Is construction thinking creatively enough about the exponential rate of technological advancement?

I am turning my home office back into a bedroom. I do not need it anymore on the days when I work from home.

My printer is redundant.  Once used for printing order forms, boarding passes, etc, it has lain there gathering dust in the past few months.  My plug-in keyboard is a relic too.

Now I sit at my kitchen table with a feather-light MacBook Air and sometimes with applications open on my iPhone and iPad alongside.

And I can see I will be typing less as Siri becomes my new best friend, saving me from myself when it comes to remembering birthdays, or to collect the dry cleaning,

I write fewer words and use images and emoticons more to convey meaning.

Yet, here we are in 2015 scratching our heads about capacity issues in the construction industry, dealing with skills shortages – again – and puzzling, still, about how we can make construction more productive.  ‘Rethinking construction’ - all over again.

Like many other sectors do, I think we are trying to solve our issues from within instead of looking outwards enough.

We can’t attract enough STEM graduates, we say.  And that’s why, we tell ourselves, we can’t find enough women because they don’t choose these subjects in sufficient numbers.

Actually, we need a wider blend of backgrounds: people whose academic training has taught them to develop their creative, lateral thinking skills, such as languages, history, economics and art graduates, who can work alongside the engineers, surveyors and maths brainiacs.

Virtual modelling, for example, was being applied in other industries long before C21 when our industry discovered it, called our application of it ‘BIM’, and convinced ourselves we had invented it.  

There is a not a contractor in the country who does not aspire to the goal of eliminating accidents and injuries, but we all still send humans out to do risky tasks on sites.  This in an age where robots can assemble the most sophisticated high-tech car engines and we could control them remotely from the safety of a site cabin.

We like our processes and procedures in construction and they are important.  But the challenge, methinks, is to envision new outcomes.
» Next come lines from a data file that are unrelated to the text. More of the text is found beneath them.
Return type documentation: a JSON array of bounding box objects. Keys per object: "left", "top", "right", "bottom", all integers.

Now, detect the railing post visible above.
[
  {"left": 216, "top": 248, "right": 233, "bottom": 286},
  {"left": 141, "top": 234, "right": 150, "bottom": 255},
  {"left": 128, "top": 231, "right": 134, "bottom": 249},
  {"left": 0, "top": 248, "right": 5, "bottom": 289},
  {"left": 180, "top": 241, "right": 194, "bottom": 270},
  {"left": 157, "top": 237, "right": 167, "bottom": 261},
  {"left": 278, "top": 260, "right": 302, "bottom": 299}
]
Not to squeeze more efficiency and productivity from the existing processes, but to challenge ourselves with questions such as: ‘supposing we did not do it this way at all?'. The successful organisations of the future are most likely to be those who develop solutions at the intersection of other industries and sectors, like robotics and biotech.

The technology is already here and evolving exponentially.  In five years time, we will be able to do things that we cannot now even imagine.

But in 2020, as now, the benefits will accrue first to the folk who have the creativity to wholly re-invent the way they do things, rather than using technology to automate what they do now.

It’s a lateral thinking – not a process – challenge.